Distributed mission critical systems such ATC, battlefield or naval command and control systems consist of several applications distributed over a number of nodes connected through a LAN or WAN. The applications are constructed out of communicating software components that are deployed on those nodes and may change over time. The dynamic nature of applications is mainly due to (i) adopted policies to cope with software or hardware failures, (ii) load balancing strategies and (iii) the management of new software components joining the system. Additionally such systems have to react to input in a soft real time way, i.e., an output has to be provided after a few seconds from the input the generated it. In such complex real time systems, failures may happen with potentially catastrophic consequences for their entire functioning. The industrial trend is to face failures by using appropriate software engineering techniques at the design phase. However these techniques cannot reduce to zero the probability of failures during the operational phase due to the unpredictability and uncertainty behind a distributed systems , thus there is the need of supervising services that are not only capable of detecting a failure, but also predicting and preventing it through an analysis of the overall system behavior.

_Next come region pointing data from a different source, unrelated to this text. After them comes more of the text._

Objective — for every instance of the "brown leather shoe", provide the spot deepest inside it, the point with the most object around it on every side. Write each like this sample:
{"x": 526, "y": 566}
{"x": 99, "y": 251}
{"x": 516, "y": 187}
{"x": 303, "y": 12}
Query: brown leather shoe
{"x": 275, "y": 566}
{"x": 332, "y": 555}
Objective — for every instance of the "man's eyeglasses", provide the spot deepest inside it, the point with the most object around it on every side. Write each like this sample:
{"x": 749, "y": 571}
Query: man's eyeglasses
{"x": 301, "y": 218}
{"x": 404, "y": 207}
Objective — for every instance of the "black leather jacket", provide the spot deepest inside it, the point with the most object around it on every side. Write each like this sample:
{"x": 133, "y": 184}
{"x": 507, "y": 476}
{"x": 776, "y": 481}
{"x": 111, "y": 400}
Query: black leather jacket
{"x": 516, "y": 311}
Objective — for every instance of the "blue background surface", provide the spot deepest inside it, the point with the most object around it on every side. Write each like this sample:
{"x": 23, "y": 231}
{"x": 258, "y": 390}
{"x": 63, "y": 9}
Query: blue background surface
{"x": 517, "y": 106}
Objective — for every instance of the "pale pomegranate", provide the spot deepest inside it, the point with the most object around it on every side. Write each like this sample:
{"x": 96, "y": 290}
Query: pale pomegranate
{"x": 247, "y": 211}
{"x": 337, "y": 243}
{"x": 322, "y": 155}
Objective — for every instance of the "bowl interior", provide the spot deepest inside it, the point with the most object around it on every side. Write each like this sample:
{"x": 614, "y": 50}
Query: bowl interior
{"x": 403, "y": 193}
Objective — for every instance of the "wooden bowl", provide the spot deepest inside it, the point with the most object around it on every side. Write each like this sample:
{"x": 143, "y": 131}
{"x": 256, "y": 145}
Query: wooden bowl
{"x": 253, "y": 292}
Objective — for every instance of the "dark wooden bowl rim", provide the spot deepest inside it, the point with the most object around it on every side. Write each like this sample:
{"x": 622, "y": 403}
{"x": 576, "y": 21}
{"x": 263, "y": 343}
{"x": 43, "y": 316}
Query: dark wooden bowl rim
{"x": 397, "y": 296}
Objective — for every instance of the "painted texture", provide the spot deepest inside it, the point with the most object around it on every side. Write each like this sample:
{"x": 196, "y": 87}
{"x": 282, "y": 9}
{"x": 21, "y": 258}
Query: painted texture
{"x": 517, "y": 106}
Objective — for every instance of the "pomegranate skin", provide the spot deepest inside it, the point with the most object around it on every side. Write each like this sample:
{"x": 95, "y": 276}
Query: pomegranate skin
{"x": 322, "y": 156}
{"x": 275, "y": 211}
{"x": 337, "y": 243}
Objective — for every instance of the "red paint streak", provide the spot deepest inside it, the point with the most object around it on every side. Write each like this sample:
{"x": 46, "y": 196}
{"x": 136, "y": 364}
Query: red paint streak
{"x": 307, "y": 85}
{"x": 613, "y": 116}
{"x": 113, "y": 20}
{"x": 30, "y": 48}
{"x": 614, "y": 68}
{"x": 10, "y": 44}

The literature about failures and fault management embraces several aspects: reactive approaches, proactive approaches, fault detection, failure detection, faults and failure isolation, failure prediction. Before investigating some details of these techniques, it is important to point out some definitions that will be used along this chapter :
The system behavior is what the system does to implement its function;
A failure is an event that occurs when the delivered service deviates from correct service;
A fault is the cause of an error.
An error is a deviation in the sequence of the system's states.
A fault is active when it produces an error, it is dormant otherwise. The next section specializes the faults and failures in the ATC domain.
3. Faults and failures in ATC systems and relationship with safety regulation 482/2008
An ATC system is a large and complex system with several interrelated functions. It receives inputs from several heterogeneous actors like: messages from external lines (e.g. AFTN), radar information, radio communications with aircraft etc. All these information need to be integrated, processed, correlated and finally presented to an ATC system as a global operational picture of the sky. A controller looks at this picture and, according to the adopted procedures, addresses the aircraft pilot in the safest way ensuring to select the most efficient trajectory for reaching the final destination.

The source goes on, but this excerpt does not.